Super-minimal experimentation with the AVR’s serial hardware
Here you’ll find code (Python and AVR-flavored C) for an upcoming Make Magazine skill-builder section on using USART serial for two-way communication between the microcontroller and your desktop (for fun and/or profit).
main.c code for the AVR and the
webLauncher.py routine for your desktop
computer speak to each other using a tremendously simple protocol: sending an
"L" to the AVR tells it to toggle the LED on and off, and sending an "X" to the
desktop instructs the Python routine to open up a website. Add a button and
LED to the AVR and you can be notified when something changes on the computer
side, and react to it with a button press.

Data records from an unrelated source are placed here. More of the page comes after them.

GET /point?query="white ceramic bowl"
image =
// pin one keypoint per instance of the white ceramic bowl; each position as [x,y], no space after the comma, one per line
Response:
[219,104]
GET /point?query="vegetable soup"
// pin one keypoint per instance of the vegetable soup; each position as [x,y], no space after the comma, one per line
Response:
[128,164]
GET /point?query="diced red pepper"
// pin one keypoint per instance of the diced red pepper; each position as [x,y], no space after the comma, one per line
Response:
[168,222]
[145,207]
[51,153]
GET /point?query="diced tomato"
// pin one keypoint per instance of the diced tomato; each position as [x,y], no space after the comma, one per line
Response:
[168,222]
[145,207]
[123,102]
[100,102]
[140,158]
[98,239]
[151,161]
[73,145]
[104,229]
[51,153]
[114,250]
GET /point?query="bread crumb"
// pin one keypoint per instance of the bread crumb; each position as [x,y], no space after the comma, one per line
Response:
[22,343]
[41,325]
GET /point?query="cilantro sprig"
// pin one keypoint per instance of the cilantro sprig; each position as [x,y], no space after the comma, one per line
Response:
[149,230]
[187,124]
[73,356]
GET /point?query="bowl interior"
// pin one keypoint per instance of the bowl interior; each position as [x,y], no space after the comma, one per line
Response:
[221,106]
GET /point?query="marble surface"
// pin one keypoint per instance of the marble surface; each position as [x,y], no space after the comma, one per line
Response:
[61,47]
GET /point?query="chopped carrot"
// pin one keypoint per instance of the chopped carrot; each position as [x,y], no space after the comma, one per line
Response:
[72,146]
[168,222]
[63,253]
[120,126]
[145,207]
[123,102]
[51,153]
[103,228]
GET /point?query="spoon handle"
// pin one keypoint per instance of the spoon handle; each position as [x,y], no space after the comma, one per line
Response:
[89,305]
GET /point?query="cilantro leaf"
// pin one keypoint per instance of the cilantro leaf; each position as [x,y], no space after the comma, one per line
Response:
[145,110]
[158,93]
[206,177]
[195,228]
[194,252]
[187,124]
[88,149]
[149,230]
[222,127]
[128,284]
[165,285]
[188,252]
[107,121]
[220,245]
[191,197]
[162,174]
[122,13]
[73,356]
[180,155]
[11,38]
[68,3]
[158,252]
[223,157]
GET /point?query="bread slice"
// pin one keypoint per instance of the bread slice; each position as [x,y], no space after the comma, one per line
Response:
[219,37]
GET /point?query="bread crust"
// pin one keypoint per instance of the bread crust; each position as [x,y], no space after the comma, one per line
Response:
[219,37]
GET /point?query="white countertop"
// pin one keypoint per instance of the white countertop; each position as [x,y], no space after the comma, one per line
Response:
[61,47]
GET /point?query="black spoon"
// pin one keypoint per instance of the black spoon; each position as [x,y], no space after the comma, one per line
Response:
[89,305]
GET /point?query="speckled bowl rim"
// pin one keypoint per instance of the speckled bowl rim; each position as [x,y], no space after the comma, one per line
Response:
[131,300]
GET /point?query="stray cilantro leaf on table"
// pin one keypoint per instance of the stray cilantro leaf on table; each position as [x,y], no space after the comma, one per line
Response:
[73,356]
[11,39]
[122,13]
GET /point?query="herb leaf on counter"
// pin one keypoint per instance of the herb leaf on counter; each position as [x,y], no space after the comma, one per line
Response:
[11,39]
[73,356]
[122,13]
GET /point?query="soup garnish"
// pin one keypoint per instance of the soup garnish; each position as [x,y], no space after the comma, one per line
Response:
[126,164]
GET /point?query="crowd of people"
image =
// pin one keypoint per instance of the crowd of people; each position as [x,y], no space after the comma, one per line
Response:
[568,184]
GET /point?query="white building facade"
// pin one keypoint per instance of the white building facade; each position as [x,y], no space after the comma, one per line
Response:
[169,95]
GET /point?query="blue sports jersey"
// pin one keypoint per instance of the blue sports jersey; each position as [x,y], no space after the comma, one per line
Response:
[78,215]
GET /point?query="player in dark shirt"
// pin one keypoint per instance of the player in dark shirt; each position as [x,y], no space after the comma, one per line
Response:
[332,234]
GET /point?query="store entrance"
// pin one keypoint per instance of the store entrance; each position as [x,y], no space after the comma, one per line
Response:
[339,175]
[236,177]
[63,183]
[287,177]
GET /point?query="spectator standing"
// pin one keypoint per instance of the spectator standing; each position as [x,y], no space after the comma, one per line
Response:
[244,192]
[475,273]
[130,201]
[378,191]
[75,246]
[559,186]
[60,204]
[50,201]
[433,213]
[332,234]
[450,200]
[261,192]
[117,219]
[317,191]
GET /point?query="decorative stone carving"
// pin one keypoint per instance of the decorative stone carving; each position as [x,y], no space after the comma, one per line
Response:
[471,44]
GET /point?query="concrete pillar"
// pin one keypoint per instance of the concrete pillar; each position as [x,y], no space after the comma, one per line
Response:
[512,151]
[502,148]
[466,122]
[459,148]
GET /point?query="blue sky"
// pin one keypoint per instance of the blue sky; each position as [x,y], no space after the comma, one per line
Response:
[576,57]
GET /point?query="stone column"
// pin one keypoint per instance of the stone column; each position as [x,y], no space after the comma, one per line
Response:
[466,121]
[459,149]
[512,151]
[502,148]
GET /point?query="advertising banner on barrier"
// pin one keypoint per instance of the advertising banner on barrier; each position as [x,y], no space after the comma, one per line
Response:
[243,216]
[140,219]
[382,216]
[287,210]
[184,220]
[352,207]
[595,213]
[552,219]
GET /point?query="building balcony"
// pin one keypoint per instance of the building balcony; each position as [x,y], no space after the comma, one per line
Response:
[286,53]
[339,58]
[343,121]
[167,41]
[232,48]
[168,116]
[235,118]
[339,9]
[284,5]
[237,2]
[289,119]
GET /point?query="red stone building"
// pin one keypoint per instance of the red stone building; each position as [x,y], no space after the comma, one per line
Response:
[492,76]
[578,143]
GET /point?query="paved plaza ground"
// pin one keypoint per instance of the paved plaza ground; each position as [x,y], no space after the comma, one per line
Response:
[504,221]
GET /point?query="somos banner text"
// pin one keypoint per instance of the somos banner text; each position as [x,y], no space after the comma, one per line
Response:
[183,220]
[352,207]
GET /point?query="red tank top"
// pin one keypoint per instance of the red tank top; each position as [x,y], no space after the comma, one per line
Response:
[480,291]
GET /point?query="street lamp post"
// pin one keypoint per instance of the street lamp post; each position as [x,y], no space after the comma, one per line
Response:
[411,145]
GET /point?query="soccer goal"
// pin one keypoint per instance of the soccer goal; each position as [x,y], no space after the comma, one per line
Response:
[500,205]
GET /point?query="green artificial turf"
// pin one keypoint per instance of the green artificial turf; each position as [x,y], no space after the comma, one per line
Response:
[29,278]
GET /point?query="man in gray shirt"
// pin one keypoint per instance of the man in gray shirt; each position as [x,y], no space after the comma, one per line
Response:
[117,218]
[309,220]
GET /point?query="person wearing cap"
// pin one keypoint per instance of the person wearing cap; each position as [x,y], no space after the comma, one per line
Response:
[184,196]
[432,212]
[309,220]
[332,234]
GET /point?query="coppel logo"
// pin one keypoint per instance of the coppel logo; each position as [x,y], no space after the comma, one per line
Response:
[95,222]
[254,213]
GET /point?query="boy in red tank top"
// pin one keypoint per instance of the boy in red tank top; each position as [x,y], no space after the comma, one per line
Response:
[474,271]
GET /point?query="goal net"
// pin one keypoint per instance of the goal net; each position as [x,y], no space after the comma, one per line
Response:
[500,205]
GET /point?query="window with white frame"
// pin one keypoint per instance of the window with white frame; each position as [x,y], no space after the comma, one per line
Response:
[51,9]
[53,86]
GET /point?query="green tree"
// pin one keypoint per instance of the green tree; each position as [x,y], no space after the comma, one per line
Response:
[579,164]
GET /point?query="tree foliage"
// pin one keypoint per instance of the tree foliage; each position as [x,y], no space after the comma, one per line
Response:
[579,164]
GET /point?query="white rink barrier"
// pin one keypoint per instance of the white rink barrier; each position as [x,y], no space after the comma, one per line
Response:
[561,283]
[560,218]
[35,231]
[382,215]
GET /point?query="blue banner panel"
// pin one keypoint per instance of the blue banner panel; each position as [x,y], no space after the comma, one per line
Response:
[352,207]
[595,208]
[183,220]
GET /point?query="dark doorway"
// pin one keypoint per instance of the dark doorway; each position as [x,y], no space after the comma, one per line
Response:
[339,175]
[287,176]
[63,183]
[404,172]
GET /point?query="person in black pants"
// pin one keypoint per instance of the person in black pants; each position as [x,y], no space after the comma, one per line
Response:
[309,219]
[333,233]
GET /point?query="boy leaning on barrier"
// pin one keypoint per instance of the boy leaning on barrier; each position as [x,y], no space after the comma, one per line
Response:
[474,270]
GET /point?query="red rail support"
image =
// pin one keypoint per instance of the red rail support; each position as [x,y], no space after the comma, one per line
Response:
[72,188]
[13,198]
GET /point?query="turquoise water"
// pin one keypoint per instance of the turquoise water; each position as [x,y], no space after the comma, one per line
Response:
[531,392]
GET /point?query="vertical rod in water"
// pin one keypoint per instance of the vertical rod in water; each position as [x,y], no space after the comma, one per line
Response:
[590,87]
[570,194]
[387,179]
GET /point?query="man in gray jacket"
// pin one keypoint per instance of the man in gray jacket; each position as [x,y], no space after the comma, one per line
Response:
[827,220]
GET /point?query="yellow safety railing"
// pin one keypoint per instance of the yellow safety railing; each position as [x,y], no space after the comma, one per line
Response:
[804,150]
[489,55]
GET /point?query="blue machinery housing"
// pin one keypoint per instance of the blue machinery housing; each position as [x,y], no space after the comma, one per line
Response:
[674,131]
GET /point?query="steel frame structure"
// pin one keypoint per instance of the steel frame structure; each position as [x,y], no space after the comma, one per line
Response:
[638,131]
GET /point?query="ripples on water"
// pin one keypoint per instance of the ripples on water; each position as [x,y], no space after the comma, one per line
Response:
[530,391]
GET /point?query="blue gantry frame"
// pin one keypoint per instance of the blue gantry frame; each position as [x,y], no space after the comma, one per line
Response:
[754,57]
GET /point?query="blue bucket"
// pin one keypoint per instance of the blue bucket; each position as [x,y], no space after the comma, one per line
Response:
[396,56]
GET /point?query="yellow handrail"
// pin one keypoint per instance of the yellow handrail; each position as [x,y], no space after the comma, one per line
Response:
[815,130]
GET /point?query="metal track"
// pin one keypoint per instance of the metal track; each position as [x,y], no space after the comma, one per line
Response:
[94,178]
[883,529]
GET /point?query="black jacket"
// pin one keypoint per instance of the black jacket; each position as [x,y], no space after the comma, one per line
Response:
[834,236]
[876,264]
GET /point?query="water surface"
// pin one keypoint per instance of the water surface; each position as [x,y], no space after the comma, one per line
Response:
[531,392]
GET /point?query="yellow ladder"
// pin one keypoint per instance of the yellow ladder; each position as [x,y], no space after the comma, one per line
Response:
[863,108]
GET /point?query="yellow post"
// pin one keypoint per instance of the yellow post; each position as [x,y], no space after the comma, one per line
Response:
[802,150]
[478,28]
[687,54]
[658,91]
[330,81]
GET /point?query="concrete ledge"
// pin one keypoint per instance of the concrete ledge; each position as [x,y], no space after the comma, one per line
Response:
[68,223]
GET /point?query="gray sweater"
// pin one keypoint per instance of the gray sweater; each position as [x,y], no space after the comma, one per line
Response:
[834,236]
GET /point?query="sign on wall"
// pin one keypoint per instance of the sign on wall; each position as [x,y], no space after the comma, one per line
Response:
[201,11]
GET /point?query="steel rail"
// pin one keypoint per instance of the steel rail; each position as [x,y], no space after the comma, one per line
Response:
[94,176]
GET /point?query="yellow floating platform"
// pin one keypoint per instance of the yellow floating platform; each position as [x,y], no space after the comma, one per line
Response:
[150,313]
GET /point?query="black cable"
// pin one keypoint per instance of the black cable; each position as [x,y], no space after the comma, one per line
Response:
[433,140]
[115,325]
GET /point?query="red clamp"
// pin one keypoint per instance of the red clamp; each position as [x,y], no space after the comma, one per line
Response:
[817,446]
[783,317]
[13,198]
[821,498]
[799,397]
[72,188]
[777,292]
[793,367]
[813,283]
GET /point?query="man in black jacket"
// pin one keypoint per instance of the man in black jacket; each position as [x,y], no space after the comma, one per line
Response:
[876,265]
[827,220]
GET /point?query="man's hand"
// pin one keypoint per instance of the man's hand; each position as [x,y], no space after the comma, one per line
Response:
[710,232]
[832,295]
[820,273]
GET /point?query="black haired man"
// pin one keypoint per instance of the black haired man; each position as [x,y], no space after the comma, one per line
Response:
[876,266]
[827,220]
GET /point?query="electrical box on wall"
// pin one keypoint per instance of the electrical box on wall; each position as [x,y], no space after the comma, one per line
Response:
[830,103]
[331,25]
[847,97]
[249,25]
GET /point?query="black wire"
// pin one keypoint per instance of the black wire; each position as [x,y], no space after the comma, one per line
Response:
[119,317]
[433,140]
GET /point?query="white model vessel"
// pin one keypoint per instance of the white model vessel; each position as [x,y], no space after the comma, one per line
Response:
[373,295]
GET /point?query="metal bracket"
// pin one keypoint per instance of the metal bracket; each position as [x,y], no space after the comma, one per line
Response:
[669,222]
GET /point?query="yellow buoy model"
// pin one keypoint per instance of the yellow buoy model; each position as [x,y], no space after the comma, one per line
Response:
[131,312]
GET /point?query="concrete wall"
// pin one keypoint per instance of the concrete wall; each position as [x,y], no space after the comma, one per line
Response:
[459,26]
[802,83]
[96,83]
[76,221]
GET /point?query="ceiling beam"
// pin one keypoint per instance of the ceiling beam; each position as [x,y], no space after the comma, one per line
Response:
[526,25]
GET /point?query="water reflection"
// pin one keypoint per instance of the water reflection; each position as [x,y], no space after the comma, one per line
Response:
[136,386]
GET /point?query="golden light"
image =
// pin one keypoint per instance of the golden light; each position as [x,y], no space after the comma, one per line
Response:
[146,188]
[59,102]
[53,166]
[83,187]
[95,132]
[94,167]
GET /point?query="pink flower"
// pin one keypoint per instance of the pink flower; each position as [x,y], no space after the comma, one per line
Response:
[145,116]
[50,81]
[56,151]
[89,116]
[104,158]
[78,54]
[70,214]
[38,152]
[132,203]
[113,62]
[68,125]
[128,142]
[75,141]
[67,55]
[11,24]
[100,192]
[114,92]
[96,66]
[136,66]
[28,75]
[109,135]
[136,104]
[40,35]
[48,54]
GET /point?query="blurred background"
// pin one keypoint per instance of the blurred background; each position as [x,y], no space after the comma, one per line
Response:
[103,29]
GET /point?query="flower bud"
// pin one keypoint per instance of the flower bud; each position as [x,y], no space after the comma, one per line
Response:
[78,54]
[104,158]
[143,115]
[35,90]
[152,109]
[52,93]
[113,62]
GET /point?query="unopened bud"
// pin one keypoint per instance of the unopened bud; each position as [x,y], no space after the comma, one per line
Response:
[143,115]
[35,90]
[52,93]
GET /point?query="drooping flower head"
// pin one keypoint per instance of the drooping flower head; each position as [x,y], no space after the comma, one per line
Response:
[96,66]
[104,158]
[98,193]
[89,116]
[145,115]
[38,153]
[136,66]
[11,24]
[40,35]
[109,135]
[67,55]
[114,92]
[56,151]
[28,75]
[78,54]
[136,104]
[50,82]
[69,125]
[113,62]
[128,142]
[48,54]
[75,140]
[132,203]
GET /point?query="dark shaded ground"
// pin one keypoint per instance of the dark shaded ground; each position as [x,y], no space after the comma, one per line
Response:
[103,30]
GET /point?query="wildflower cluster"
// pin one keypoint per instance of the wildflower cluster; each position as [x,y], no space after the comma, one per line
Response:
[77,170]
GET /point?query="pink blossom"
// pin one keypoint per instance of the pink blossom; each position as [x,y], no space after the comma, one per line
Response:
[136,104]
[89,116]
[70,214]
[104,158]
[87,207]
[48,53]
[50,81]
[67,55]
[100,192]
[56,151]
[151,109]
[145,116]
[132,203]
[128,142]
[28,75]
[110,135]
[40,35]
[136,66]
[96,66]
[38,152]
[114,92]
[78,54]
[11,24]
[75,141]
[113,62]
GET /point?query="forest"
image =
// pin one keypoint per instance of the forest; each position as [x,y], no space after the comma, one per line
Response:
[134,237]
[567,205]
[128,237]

So far, so good. It was the most I could squeeze out of just a few lines of code.
Along the way, we get to learn stuff about setting up the AVR’s serial peripheral hardware: setting baud rates, enabling transmit and receive, how to queue up bytes for transmission, etc. Solid tutorial material.
From here, it only takes a little more work to flesh this out into something that you’d be willing to have on your desk.
Included are Python routines that check some websites (XKCD and Hack-a-Day respectively) to check if there’s new content, and light up the LED if so. Then, with a button press, the new material is loaded into a browser, the LED turned back off, and the Python routine waits for the next change again.
All that’s left to build up a nice project is a cool enclosure, a swanky (multi-colored?) LED, and a solid button. Have more LEDs and buttons? You can track more websites.